Agency Preemption and the Subprime Crisis
55 Pages Posted: 22 Dec 2010
Date Written: October 1, 2008
A few years before the subprime mortgage market collapsed, several states began to notice a dramatic increase in the rate of foreclosures among many of their most vulnerable citizens. Attributing the increase to predatory lending, these states enacted a new type of fair lending law that, for the first time, imposed liability not only on the originators of abusive subprime loans, but also on investors in the secondary mortgage market that helped to finance those loans. National banks, which were some of the biggest players in the secondary market, went to their federal regulator, the Office of the Comptroller of the Currency (OCC), and asked the agency to preempt the state laws. The OCC agreed, and in January 2004 declared the laws preempted.
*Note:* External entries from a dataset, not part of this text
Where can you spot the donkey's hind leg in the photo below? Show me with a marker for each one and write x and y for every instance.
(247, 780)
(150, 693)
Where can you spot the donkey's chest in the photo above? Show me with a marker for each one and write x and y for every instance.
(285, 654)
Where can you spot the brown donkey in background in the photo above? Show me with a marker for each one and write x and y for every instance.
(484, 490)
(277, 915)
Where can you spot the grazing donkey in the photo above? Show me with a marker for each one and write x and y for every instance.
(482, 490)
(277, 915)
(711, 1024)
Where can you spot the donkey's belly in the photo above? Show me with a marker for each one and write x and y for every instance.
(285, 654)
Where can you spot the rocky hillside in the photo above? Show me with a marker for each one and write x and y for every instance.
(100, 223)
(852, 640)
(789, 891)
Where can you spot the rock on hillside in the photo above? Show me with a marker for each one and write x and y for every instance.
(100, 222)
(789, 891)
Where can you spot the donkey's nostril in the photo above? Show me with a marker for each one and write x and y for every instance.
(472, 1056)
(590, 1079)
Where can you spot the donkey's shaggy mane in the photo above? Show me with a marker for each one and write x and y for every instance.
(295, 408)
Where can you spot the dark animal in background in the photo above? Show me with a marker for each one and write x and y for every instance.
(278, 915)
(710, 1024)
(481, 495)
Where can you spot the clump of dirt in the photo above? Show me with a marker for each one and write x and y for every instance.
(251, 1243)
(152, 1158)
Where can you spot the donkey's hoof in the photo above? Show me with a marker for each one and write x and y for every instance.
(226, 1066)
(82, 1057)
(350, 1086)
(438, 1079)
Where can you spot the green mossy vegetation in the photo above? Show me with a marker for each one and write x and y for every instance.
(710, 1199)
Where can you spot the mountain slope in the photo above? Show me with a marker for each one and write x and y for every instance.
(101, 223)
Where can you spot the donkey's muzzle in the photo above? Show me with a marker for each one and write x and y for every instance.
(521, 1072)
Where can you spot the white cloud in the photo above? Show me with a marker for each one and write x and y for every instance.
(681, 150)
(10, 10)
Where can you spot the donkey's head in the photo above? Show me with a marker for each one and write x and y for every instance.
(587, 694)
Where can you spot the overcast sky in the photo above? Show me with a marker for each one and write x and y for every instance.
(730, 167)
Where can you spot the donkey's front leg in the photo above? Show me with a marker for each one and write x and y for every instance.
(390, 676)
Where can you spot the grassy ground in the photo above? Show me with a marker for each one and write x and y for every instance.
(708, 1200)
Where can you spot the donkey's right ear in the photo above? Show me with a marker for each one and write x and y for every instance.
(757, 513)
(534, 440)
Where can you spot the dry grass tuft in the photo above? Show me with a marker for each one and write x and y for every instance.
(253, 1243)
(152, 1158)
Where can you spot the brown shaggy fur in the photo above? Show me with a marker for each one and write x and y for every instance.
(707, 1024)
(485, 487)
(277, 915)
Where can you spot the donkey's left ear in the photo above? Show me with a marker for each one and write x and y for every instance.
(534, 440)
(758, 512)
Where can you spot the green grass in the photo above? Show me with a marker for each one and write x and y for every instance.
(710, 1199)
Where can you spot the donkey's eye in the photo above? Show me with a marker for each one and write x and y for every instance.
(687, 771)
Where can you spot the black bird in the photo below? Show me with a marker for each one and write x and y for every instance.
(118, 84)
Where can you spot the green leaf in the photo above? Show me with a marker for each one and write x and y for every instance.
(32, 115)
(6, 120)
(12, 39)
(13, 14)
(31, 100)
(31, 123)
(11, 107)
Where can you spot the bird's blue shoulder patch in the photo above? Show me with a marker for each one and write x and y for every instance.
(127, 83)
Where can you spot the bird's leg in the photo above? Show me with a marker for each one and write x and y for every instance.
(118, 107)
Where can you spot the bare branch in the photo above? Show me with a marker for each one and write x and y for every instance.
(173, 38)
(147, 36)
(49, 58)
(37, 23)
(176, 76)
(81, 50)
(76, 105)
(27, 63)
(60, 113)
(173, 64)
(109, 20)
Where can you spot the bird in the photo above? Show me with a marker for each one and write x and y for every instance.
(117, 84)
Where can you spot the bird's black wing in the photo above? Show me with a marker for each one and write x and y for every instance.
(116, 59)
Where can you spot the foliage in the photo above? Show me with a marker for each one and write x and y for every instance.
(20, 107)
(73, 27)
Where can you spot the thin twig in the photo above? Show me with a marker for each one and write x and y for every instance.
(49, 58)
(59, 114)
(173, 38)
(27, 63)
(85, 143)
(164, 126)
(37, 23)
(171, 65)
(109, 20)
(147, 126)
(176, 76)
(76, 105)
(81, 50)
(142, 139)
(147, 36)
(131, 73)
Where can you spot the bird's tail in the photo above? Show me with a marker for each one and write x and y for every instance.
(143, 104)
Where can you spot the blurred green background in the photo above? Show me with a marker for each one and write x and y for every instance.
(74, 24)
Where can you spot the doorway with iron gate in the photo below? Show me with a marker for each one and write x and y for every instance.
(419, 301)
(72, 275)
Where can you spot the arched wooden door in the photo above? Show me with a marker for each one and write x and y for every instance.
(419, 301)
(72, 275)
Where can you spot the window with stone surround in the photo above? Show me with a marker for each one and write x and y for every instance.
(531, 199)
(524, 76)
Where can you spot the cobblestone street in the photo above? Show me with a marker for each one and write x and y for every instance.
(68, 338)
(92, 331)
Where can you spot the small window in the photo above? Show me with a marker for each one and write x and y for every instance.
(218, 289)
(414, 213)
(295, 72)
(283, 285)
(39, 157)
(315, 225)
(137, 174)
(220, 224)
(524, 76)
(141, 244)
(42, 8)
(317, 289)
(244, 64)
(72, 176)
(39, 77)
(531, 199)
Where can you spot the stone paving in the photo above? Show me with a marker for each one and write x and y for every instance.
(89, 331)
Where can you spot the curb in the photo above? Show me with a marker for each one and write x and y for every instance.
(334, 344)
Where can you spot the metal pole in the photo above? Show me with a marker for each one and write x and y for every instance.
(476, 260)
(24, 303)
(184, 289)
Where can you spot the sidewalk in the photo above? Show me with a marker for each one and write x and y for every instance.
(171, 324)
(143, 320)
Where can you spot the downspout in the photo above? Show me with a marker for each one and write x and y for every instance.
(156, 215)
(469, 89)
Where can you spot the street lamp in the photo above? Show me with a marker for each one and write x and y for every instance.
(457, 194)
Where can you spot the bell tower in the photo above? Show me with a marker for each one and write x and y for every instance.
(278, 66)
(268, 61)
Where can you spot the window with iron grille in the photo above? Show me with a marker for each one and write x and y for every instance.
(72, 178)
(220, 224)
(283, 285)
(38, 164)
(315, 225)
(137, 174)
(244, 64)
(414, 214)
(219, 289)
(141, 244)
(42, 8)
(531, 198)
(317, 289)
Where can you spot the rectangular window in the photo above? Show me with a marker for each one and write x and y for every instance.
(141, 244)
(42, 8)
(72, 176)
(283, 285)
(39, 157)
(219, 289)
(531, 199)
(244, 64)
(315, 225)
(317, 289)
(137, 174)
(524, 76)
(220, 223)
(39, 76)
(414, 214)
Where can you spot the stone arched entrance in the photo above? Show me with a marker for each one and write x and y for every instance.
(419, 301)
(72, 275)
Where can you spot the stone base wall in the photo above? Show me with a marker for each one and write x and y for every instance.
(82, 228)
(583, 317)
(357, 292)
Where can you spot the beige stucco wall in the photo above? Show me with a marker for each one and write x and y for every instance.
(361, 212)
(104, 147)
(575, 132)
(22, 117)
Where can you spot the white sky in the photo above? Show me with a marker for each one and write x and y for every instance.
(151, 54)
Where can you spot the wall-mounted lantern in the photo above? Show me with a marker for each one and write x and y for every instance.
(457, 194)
This paper examines that preemption determination and uses it as a case study to explore how best to address the phenomenon of agency preemption. The consensus view is that permitting agencies with narrow regulatory agendas to preempt state laws could unjustifiably undermine state autonomy. In response, commentators have repeatedly called on the courts to help check agency preemption. But courts are unlikely to prove up to the task: as a general matter, they lack the institutional competence to counter an agency’s expert and informed determination that certain state laws pose a substantial obstacle to federal regulatory goals. It is therefore unsurprising that the courts have readily deferred to the OCC’s highly contestable preemption determination. Effectively curbing agencies’ appetite to preempt will instead require the development of alternative approaches, which could include deputizing independent intra-agency authorities to vet preemption determinations, constituting a new body to institutionalize a greater role for state officials in regulatory decision-making, or crafting new procedural tools to guide courts’ review of agency preemption determinations.